On May 24 the Communist Party of Cuba published the conclusions of the Party Congress held in April 2016, the most important of which is that the Party envisions a role for micro, small and medium size businesses in the Cuban economy. This reference is a significant acknowledgment that non-state owned companies could contribute to Cuba’s development.
This change follows initiatives in recent years authorizing self-employment in specifically designated blue collar occupations such as carpenters, tailors and barbers. These cuentapropistas, the term in Cuba for people who are self-employed, joined artists and musicians who were permitted to sell their works or services to private citizens, including foreigners. Private restaurants and the rental of rooms in private homes were also authorized. Later the Party authorized private cooperatives, mostly formerly state-owned enterprises.
Many Cubans, sensing a more permissive environment, also began to create small “companies” for home remodeling, apparel design, computer and cell phone repair, and even software and web development. While generally tolerated, these businesses were subject to erratic enforcement actions and the inability to open bank accounts or legally hire employees.

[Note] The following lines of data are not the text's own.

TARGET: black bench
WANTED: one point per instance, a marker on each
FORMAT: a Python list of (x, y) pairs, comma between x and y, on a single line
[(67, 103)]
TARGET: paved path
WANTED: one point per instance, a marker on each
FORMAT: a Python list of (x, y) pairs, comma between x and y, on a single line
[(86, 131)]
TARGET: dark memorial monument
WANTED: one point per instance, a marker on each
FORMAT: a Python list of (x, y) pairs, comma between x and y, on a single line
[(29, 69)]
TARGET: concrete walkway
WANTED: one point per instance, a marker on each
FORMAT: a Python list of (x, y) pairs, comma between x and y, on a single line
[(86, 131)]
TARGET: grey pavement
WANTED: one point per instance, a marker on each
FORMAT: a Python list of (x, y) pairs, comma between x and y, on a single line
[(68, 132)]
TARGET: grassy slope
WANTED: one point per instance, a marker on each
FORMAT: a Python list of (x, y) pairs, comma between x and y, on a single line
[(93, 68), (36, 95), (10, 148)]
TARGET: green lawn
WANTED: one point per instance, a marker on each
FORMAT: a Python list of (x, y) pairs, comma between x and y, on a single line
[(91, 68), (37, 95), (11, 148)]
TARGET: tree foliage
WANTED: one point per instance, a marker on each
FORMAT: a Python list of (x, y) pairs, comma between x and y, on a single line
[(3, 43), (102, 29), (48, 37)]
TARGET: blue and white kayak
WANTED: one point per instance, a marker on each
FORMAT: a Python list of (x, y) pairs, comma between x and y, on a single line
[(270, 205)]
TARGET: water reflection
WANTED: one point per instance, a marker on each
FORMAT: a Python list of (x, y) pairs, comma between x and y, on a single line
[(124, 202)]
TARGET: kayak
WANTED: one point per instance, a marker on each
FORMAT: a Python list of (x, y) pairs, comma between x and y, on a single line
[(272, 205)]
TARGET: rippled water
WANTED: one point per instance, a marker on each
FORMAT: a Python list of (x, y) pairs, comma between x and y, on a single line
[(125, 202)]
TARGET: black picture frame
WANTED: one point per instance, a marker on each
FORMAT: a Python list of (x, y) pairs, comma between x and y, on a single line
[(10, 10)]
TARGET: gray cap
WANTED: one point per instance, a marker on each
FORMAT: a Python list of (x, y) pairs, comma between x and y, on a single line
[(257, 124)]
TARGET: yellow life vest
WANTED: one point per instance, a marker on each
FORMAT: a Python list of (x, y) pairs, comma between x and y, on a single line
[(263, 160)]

The recent development followed a cryptic reference by President Raul Castro in his speech to the Party Congress last month in which he noted that thousands of micro, small and medium businesses had formed without permission. At the time, many interpreted as a signal that these businesses would be tolerated, but continue to operate without an official status. It will probably be many months before the legal status of these businesses becomes clear. For example, there is speculation that for the first time these businesses may be permitted to legally export their products and to import equipment and materials, both in short supply in Cuba.

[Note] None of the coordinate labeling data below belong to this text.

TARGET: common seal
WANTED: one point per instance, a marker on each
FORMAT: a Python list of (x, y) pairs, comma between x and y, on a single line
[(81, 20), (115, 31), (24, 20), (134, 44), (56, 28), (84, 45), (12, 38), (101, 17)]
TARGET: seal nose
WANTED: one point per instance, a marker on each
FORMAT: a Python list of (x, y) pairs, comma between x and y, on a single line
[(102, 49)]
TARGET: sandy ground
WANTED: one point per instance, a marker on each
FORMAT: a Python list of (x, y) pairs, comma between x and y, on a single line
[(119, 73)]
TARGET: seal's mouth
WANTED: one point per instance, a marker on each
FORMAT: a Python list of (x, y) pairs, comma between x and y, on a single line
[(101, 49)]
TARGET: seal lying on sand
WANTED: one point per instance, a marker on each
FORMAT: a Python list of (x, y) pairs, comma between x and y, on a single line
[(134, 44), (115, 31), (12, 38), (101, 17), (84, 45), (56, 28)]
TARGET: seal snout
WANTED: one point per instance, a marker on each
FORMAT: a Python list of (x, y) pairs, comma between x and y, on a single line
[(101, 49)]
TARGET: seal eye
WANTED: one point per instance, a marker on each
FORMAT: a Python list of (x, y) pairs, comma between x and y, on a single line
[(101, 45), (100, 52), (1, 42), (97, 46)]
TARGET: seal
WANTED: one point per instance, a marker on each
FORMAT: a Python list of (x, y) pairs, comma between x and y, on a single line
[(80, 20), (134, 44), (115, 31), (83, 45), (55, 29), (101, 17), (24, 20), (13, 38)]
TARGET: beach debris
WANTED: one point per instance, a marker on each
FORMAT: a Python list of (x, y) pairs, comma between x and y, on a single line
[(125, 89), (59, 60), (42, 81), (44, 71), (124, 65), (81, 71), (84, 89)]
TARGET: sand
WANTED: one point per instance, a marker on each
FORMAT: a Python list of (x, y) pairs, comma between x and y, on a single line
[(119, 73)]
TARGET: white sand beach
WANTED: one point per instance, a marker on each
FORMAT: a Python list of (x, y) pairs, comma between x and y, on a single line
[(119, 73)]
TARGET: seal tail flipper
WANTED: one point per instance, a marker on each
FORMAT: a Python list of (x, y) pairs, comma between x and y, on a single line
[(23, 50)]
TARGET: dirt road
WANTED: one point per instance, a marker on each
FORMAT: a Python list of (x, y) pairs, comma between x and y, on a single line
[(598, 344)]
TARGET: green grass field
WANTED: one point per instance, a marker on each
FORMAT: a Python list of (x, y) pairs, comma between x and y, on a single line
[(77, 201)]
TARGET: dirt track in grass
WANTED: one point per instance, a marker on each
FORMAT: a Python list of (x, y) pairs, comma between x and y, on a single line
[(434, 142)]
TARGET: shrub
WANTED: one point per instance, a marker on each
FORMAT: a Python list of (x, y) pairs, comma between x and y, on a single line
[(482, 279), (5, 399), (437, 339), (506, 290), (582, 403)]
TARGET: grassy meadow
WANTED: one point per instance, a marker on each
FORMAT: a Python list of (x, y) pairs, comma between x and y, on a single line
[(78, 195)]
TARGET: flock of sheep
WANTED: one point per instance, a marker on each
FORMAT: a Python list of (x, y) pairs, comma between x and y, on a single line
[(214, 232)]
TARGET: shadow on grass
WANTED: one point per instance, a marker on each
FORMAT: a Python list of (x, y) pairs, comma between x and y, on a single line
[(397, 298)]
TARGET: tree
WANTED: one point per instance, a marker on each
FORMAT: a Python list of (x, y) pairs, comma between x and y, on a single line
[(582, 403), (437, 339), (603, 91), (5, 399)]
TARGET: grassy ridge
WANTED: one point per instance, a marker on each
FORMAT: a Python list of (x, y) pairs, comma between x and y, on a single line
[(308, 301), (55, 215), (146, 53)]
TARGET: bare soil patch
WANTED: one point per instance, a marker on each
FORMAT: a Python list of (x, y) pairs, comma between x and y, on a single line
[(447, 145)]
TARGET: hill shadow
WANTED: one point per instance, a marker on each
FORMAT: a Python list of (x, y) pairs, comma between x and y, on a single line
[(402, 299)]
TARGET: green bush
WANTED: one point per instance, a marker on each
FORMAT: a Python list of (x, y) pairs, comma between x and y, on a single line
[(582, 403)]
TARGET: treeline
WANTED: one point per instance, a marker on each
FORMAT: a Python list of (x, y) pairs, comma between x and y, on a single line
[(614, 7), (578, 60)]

The Party document emphasizes that the private sector will only have a supplementary role to play in an economy that will continue to be primarily run by the state, but these new private enterprises could become the most dynamic part of the Cuban economy if they are permitted to thrive. These changes in official policy occur as Cuba faces deep cuts in favorable terms of trade with Venezuela, Brazil and other Latin American countries that are experiencing their own economic challenges. It is unclear how or when these changes will take place, but it certainly seems that Cuba is moving forward.